The Very Best of Rainbow is a greatest hits compilation album by the British hard rock band Rainbow. It was released in 1997 and features material ranging from 1975's Ritchie Blackmore's Rainbow to 1983's Bent Out of Shape.

The front cover comes from the inside of the first Rainbow album, Ritchie Blackmore's Rainbow, and is actually a picture of Ritchie Blackmore playing with his previous band, Deep Purple.

Professional ratings
Review scores
| Source | Rating |
| AllMusic | Star |

==Track listing==
1. "Man on the Silver Mountain" (Ritchie Blackmore, Ronnie James Dio) - 4:37 (from Ritchie Blackmore's Rainbow, 1975)
2. "Catch the Rainbow" (Blackmore, Dio) - 6:38 (from Ritchie Blackmore's Rainbow, 1975)
3. "Starstruck" (Blackmore, Dio) - 4:06 (from Rising, 1976)
4. "Stargazer" (Blackmore, Dio) - 8:26 (from Rising, 1976)
5. "Kill the King" (Blackmore, Dio, Cozy Powell) - 4:28 (from Long Live Rock 'n' Roll, 1978)
6. "Long Live Rock 'n' Roll" (Blackmore, Dio) - 4:23 (from Long Live Rock 'n' Roll, 1978)
7. "Gates of Babylon" (Blackmore, Dio) - 6:46 (from Long Live Rock 'n' Roll, 1978)
8. "Since You Been Gone" (Russ Ballard) - 3:17 (from Down to Earth, 1979)
9. "All Night Long" (Blackmore, Roger Glover) - 3:50 (from Down to Earth, 1979)
10. "I Surrender" (Ballard) - 4:01 (from Difficult to Cure, 1981)
11. "Can't Happen Here" (Blackmore, Glover) - 4:57 (from Difficult to Cure, 1981)
12. "Jealous Lover" (Blackmore, Joe Lynn Turner) - 3:11 (from Jealous Lover EP, 1981)
13. "Stone Cold" (Blackmore, Glover, Turner) - 5:17 (from Straight Between the Eyes, 1982)
14. "Power" (Blackmore, Glover, Turner) - 4:26 (from Straight Between the Eyes, 1982)
15. "Can't Let You Go" (Blackmore, Turner, David Rosenthal) - 4:20 (from Bent Out of Shape, 1983)
16. "Street of Dreams" (Blackmore, Turner) - 4:26 (from Bent Out of Shape, 1983)
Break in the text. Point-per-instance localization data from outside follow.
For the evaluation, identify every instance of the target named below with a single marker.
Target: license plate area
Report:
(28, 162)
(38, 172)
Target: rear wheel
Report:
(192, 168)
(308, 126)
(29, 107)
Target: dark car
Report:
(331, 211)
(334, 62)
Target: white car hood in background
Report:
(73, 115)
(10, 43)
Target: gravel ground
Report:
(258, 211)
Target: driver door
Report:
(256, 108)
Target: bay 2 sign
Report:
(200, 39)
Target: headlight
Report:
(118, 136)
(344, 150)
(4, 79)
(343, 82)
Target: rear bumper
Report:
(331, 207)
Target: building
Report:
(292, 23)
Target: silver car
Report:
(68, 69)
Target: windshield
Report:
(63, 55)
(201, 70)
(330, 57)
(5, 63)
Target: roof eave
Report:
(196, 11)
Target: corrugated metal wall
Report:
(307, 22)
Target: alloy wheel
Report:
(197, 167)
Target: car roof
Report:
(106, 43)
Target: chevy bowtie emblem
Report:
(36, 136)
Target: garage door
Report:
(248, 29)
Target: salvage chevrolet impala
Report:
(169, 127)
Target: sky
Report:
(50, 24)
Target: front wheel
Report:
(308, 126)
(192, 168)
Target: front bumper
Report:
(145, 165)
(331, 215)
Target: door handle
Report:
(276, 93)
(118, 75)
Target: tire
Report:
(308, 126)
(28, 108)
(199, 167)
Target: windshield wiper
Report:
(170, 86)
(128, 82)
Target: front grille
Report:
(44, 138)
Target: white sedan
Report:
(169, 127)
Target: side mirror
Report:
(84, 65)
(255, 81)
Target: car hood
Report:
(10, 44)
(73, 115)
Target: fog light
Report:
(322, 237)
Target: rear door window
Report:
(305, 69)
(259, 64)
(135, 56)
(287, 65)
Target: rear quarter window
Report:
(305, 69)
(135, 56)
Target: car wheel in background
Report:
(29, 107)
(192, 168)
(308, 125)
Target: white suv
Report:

Tracks 1–7 feature Ronnie James Dio on lead vocals.

Tracks 8–9 feature Graham Bonnet.

Tracks 10–16 feature Joe Lynn Turner.

== Charts ==

| Chart (1997) | Peak position |
|---|---|
| Japanese Albums (Oricon) | 253 |

| Chart (2025) | Peak position |
|---|---|
| Greek Albums (IFPI) | 35 |

==Certifications==

| Region | Certification | Certified units/sales |
| United Kingdom (BPI) | Silver | 60,000^{^} |
^{^} Shipments figures based on certification alone.